3.  For years ending in 2 and 7, sections 43‑1073, 43‑1079, 43‑1080, 43‑1086, 43‑1089, 43‑1089.01, 43‑1089.02, 43‑1090, 43‑1167, 43‑1169, 43‑1176 and 43‑1181.

4.  For years ending in 3 and 8, sections 43‑1074.01, 43‑1081, 43‑1168, 43‑1170 and 43‑1178.

5.  For years ending in 4 and 9, sections 43‑1076, 43‑1081.01, 43‑1083.01, 43‑1084, 43‑1162, 43‑1164.01 and 43‑1170.01 43-1184. END_STATUTE

Sec. 4.  Section 43-1021, Arizona Revised Statutes, is amended to read:

START_STATUTE43-1021.  Additions to Arizona gross income

In computing Arizona adjusted gross income, the following amounts shall be added to Arizona gross income:

1.  A beneficiary's share of the fiduciary adjustment to the extent that the amount determined by section 43‑1333 increases the beneficiary's Arizona gross income.

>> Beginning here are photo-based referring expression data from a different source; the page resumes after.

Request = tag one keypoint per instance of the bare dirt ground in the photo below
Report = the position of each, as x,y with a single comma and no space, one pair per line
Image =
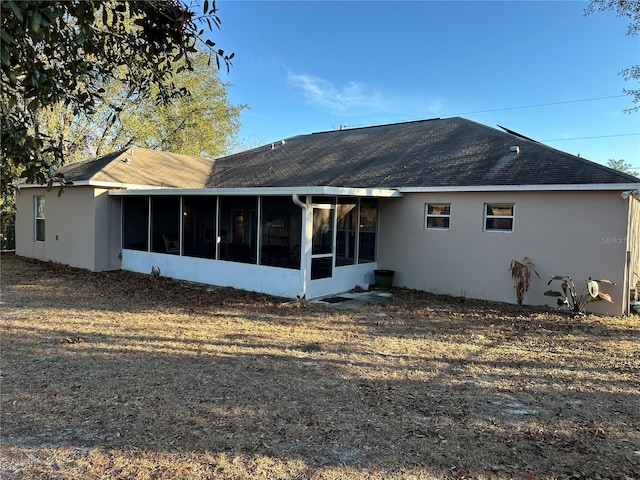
119,375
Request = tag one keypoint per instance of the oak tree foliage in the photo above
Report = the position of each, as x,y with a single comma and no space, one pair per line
56,53
629,9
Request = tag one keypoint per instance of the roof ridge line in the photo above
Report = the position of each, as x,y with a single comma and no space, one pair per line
362,127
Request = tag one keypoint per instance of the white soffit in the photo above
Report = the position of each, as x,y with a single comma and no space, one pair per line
524,188
265,191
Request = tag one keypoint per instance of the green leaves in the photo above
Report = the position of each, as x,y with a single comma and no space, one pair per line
577,302
60,52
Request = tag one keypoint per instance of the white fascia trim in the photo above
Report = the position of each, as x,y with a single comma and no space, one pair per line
524,188
90,183
265,191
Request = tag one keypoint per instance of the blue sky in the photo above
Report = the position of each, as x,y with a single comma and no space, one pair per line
310,66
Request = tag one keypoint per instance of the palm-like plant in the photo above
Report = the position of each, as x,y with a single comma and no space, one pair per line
574,301
521,274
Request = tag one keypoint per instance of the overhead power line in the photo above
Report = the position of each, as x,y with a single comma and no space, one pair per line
535,105
595,136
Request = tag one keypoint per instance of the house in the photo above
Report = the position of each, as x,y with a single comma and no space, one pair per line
444,203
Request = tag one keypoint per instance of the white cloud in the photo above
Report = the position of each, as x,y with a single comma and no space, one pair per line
353,97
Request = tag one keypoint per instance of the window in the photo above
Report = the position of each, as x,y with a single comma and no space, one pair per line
368,229
39,217
437,216
238,229
347,231
199,226
165,224
281,232
135,223
498,217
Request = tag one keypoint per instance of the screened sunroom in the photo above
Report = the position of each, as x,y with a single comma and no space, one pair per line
275,241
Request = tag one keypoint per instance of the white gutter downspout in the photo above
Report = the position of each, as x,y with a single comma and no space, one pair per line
303,258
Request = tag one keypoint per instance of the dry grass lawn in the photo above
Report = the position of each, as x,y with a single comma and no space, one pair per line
119,375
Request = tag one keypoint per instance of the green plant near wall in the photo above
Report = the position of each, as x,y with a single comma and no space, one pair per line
574,301
521,274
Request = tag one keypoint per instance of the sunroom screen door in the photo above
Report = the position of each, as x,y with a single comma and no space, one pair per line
323,242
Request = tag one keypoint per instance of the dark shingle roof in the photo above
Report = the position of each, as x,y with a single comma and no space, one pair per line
429,153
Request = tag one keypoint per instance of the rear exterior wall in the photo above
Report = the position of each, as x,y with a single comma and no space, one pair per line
81,227
580,234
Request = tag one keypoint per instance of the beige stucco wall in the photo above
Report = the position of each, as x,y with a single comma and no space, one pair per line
633,242
78,227
580,234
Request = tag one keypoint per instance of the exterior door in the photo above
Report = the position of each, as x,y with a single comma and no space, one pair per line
322,249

2.  An amount equal to the "ordinary income portion" of a lump sum distribution that was excluded from federal adjusted gross income pursuant to section 402(d) of the internal revenue code.

3.  The amount of interest income received on obligations of any state, territory or possession of the United States, or any political subdivision thereof, located outside the state of Arizona, reduced, for tax years beginning from and after December 31, 1996, by the amount of any interest on indebtedness and other related expenses that were incurred or continued to purchase or carry those obligations and that are not otherwise deducted or subtracted in arriving at Arizona gross income.

4.  Annuity income received during the taxable year to the extent that the sum of the proceeds received from such annuity in all taxable years prior to and including the current taxable year exceeds the total consideration and premiums paid by the taxpayer.  This paragraph applies only to those annuities with respect to which the first payment was received prior to December 31, 1978.

5.  The excess of a partner's share of partnership taxable income required to be included under chapter 14, article 2 of this title over the income required to be reported under section 702(a)(8) of the internal revenue code.

6.  The excess of a partner's share of partnership losses determined pursuant to section 702(a)(8) of the internal revenue code over the losses allowable under chapter 14, article 2 of this title.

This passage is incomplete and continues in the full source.